Accordo transattivo e contratto di locazione: inapplicabilità della disciplina speciale – Tribunale di Monza 2026

📌 LA VICENDA

  • Materia: Diritto delle locazioni – Contratti ad uso abitativo
  • Oggetto: Validità contratto transitorio – Effetti accordo transattivo su rapporto locatizio
  • Normativa: art. 1596 c.c., art. 2 L. 431/1998, art. 79 L. 392/1978, art. 5 comma 1 L. 431/1998, D.M. 16 gennaio 2017
  • Giurisprudenza conforme: Cass. civ. n. 18359/2010; Cass. civ. n. 4714/2008; Cass. civ. n. 4947/2023; Trib. Milano n. 1407/2023
  • Parole chiave: accordo transattivo, contratto locazione transitorio, sottrazione disciplina speciale, durata contrattuale, esigenza transitorietà

Quando un contratto di locazione viene stipulato in esecuzione di un accordo transattivo che definisce una controversia sul precedente rapporto locatizio, il nuovo contratto è sottratto alla disciplina speciale delle locazioni urbane e regolato esclusivamente dai patti transattivi. Il Tribunale di Monza, con sentenza del 2026, ha respinto la domanda di conversione di un contratto transitorio di 8 mesi in contratto 4+4, affermando che la disciplina della L. 431/1998 e del D.M. 16 gennaio 2017 sui requisiti di validità dei contratti transitori non trova applicazione quando il contratto nasce da transazione. La locatrice aveva intimato sfratto per finita locazione al termine del contratto transitorio stipulato per comporre bonariamente una precedente lite; i conduttori si opponevano deducendo l’assenza dei requisiti di legge per la transitorietà e chiedendo la conversione in contratto ordinario. Il Tribunale ha accolto la domanda di rilascio, riconoscendo piena validità alla durata pattuita nell’accordo transattivo.

Massima

Trattasi, infatti, di un contratto di locazione stipulato ex novo in esecuzione di un accordo transattivo in sostituzione del precedente contratto di locazione e in tal caso, secondo la giurisprudenza, il nuovo rapporto instauratosi, ancorché di natura locatizia, trova la sua inderogabile regolamentazione nel predetto accordo ed è sottratto alla speciale disciplina che regola la materia delle locazioni (cfr. Cass. civ. n. 18359/2010).
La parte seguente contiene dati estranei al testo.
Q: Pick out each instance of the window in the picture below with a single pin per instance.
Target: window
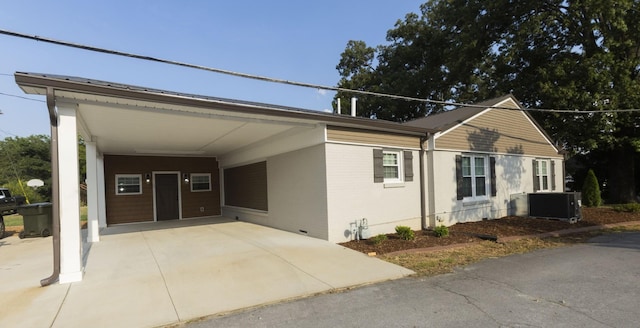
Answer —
(475, 175)
(128, 184)
(543, 175)
(392, 166)
(201, 182)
E ancora, con riferimento a tale sentenza, è stato di recente deciso: Dalla suddetta pronuncia si evince che un accordo transattivo che regoli il contenuto di un contratto di locazione ad uso abitativo e, nello specifico, la sua durata, non si ponga in contrasto con le previsioni contenute negli artt. 2 della L. nn. 431/1998 e 79 della L. 392/1978, ossia la durata minima legale di 4 anni dei contratti di locazione ad uso abitativo e la nullità delle pattuizioni contrarie. (cfr. Trib. Milano n. 1407/2023; v. anche Cass. n. 4714/2008: In materia di locazioni, l’esistenza di una controversia circa il contenuto e la durata del rapporto locatizio, definita tramite una transazione, comporta l’estinzione del contratto di locazione e l’inapplicabilità della disciplina in materia di locazioni. E ancora, di recente, v. Cass. n. 4947/2023). Ed è quello che è successo nella specie: per addivenire ad una soluzione bonaria della controversia intercorsa tra la locatrice e il conduttore in merito al contratto di locazione precedente, le parti hanno stipulato un accordo transattivo, includendo anche gli utilizzatori dell’immobile. Il successivo contratto di locazione, stipulato in esecuzione di detto accordo, risulta sottratto alla normativa speciale in materia di locazioni bensì regolato esclusivamente dai patti di cui al negozio transattivo, ed in via analogica dalla normativa generale delle locazioni urbane (così v. Cass. n. 4947/2023 cit.). Conseguentemente, in base ai patti dell’accordo transattivo e del contratto di locazione, che prevedono la durata sino al termine pattuito, e conformemente alla disciplina generale in materia di locazioni (art. 1596, I comma, del codice civile: La locazione per un tempo determinato dalle parti cessa con lo spirare del termine, senza che sia necessaria la disdetta) i convenuti erano tenuti a rilasciare l’immobile alla locatrice alla scadenza pattuita.